Today, no one dares object to Pakistan, although everyone knows that it plays an important role in promoting terrorism internationally. At the same time it is a poor country.
In 2002, for every percentage point of economic growth, we had $2.5 billion in imports. In 2011, when sanctions had yet to be imposed, for every percentage point of growth we imported $25 billion in foreign items. That is a 10-fold growth. Given the performance of the previous government, how did you expect to go nuclear?
In the 1960s, we concluded that our country was in a geopolitical deadlock when it came to exports of natural gas. That deadlock, both technical and geopolitical, meant we could not export natural gas to any country. Russia stood in the way of exports to the West, while ethnic conflicts prevented exports to the East. As for Japan, technical issues were to blame.
In the 1960s, the Shah decided at the Economy Council that natural gas needed to be [indirectly] converted to products such as steel, aluminum, etc. before being exported. He brought the direct revival technology to Mobarakeh Steel Company.
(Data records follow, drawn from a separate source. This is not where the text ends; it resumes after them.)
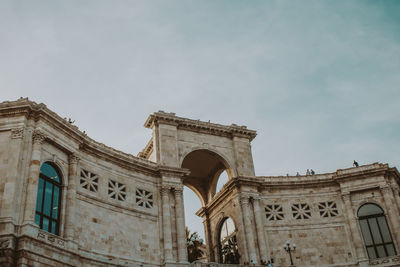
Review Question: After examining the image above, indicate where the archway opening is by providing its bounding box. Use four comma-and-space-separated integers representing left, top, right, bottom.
181, 149, 234, 260
182, 149, 234, 206
215, 170, 229, 193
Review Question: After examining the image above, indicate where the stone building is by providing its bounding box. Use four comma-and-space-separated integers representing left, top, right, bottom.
0, 98, 400, 267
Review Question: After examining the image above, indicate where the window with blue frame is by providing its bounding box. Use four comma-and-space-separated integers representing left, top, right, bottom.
35, 162, 61, 235
357, 203, 396, 259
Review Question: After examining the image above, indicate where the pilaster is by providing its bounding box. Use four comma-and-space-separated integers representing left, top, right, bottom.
174, 187, 188, 262
23, 129, 46, 224
240, 196, 258, 263
380, 186, 400, 250
160, 186, 172, 262
65, 154, 80, 248
253, 197, 269, 261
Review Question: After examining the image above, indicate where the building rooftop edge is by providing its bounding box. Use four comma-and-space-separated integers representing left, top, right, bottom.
144, 111, 257, 141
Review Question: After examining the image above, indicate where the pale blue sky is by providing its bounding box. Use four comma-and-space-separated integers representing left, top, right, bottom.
0, 0, 400, 242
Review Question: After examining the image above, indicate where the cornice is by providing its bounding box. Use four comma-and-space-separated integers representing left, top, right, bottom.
157, 165, 190, 178
137, 138, 154, 159
144, 111, 257, 141
0, 98, 160, 176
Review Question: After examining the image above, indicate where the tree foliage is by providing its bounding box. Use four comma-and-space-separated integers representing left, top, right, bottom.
186, 227, 204, 262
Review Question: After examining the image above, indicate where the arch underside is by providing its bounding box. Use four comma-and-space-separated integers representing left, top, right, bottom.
182, 149, 233, 206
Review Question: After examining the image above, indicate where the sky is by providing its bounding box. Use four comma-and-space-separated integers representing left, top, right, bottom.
0, 0, 400, 242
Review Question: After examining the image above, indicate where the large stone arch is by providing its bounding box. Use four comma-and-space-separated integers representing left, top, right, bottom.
181, 147, 236, 206
142, 111, 256, 261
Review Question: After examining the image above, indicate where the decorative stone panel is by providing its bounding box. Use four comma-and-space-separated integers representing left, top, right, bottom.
136, 188, 153, 208
80, 169, 99, 193
292, 203, 311, 220
265, 204, 284, 221
318, 201, 339, 218
108, 180, 126, 201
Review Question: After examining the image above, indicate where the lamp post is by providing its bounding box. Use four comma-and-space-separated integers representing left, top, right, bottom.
283, 240, 296, 266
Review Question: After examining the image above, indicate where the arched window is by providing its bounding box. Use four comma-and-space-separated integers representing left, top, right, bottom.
219, 218, 240, 264
35, 162, 61, 235
357, 203, 396, 259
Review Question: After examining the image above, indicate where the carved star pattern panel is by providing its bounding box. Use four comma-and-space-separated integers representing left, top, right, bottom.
292, 203, 311, 220
318, 201, 339, 218
136, 188, 153, 208
265, 204, 284, 221
108, 180, 126, 201
80, 169, 99, 193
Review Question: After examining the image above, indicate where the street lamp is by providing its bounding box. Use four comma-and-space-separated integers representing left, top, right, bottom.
283, 240, 296, 266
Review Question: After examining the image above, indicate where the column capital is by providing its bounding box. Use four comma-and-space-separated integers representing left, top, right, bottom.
11, 127, 25, 139
68, 153, 81, 164
174, 187, 183, 197
342, 191, 350, 201
160, 185, 171, 195
240, 196, 250, 205
32, 129, 46, 145
379, 185, 390, 194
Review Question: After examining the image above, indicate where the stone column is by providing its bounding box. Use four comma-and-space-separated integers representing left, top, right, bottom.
0, 127, 25, 220
392, 185, 400, 216
65, 154, 79, 242
342, 193, 367, 261
161, 186, 172, 262
240, 196, 258, 263
174, 188, 188, 262
381, 186, 400, 249
203, 211, 217, 262
253, 197, 269, 260
24, 130, 45, 224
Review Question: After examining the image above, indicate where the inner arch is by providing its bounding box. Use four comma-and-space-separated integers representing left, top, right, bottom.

Iran was expected to become a regional hub for steel and aluminum production. He said he wanted to build so many natural gas-powered plants in the South that thanks to the plentiful electricity generated in those plants Iranian shorelines could be seen from across the Persian Gulf.
I believe the president should take account of this geopolitical deadlock. Basically, the 24 phases of South Pars Gas Field are a manifestation of such strategy. We need to openly announce that we don’t sell crude natural gas.
Sanctions on petrochemicals kicked in much later. The reason why rial’s value to the dollar does not rise is that Iran is exporting more petrochemicals by the day. The hard currency that exports of petrochemicals earn is controlling the market. So, we need to pay close attention to this issue.
If we had acted before the economy plunged into this crisis, if we had stopped mismanagement, and if we had stopped appointing profiteering and non-expert individuals to high positions, sanctions would definitely have failed to create trouble for our country.
What has sunk us in this crisis is the sometime witting mismanagement that prevailed in the country between 2005 and 2013. In order to create promising prospects for the country, the Rouhani administration has no choice but break the shackles of sanctions and inject effective management into economy. I believe that is quite likely.